News media crime reports tend to reinforce the idea that danger is all around, that the system does not work, and that the only way to protect yourself (or guarantee just retribution) is to pick up a gun and do it yourself.
And ever since the series of Charles Bronson's "Death Wish" revenge fantasies first appeared (1971-1994), fewer and fewer films now question the vigilante mind-set.
Meanwhile, the real triumphs of justice that happen every day are seldom celebrated. While many dedicated people work toward concrete solutions to problems such as domestic violence, the movie response to such violence is often less constructive. In "Dolores Claiborne" (1995), for example, the title character kills her brutal husband with his own vices.
In many films, the protagonists appear to have no recourse but violence. In "Eye for an Eye" (1996), for example, Sally Field's bereaved mother executes the man who murdered her daughter. While such a movie may be seen as a cry for justice, it also stirs up feelings of fear and encourages the viewer to cheer on the protagonist in the desire for vengeance.
Of course, when the vengeance seeker is the villain - like the Willem Dafoe bomber out to punish the company that first poisoned, then fired him in "Speed 2," or the angry students retaliating for imagined affronts in "187" - the nature of the passion is obvious.
Revenge film of the moment
And the revenge-against-all-women planned by Chad and Howard in the controversial film "In the Company of Men" is despicable (see story, left). These two conscience-free victimizers plot to ensnare a particularly fragile woman with a rush of attention, and then cruelly dump her when she falls for one of them.
Comedies centered on revenge often point out how poor are its wages. Bette Midler, Diane Keaton, and Goldie Hawn may giggle wickedly over the misery they plan for their philandering ex-husbands in "The First Wives Club" (1996), but they eventually turn on one another. Then they wise up: Petty revenge hurts those who pursue it. But justice is another matter: They punish their husbands with less malice than wit.
No satisfaction
But in "Addicted to Love" (1997), Meg Ryan and Matthew Broderick spend most of the picture getting even with their ex-lovers. Eventually they see how wrong they are, but it's too late for the viewer: The nasty emotions left in the wake of the characters' spite overwhelm the comedy.

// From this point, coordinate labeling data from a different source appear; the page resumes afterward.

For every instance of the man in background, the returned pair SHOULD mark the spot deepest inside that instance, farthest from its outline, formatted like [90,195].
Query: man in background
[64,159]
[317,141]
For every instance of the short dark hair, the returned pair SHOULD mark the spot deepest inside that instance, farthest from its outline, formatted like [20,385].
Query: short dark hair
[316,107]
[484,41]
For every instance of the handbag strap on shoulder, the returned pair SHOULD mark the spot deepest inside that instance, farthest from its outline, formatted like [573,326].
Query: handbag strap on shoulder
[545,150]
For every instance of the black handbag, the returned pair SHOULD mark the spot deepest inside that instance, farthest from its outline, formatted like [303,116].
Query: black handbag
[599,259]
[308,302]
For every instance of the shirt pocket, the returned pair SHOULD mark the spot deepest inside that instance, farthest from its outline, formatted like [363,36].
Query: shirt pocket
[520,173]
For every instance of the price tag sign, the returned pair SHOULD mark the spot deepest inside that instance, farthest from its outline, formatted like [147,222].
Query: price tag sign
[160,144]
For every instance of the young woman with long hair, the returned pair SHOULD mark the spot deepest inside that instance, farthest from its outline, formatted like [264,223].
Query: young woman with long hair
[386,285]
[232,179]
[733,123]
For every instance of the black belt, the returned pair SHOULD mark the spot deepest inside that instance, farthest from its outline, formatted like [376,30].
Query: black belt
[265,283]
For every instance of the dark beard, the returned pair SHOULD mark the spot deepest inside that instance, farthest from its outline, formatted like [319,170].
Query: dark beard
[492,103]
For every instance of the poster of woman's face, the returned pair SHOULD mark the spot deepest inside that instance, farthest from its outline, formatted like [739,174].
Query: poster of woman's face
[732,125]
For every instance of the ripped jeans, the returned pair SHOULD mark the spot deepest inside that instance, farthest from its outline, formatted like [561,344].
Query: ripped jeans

Tim Robbins learns more quickly the emptiness of revenge in "Nothing to Lose" - an offbeat, slightly sophomoric comedy that ends up embracing family values and interracial understanding.
These comedies at least question the satisfactions of revenge.
Because the impulse to revenge arises in the wake of injustice, it may be interpreted as a legitimate route to justice - and it's sometimes no small trick sorting this out.
Revenge fantasies can have a disturbing effect on viewers as they invite the vivid imagining of violent retaliation. Yet, as many of the most interesting characters come to realize, revenge is not sweet. And true justice leapfrogs revenge.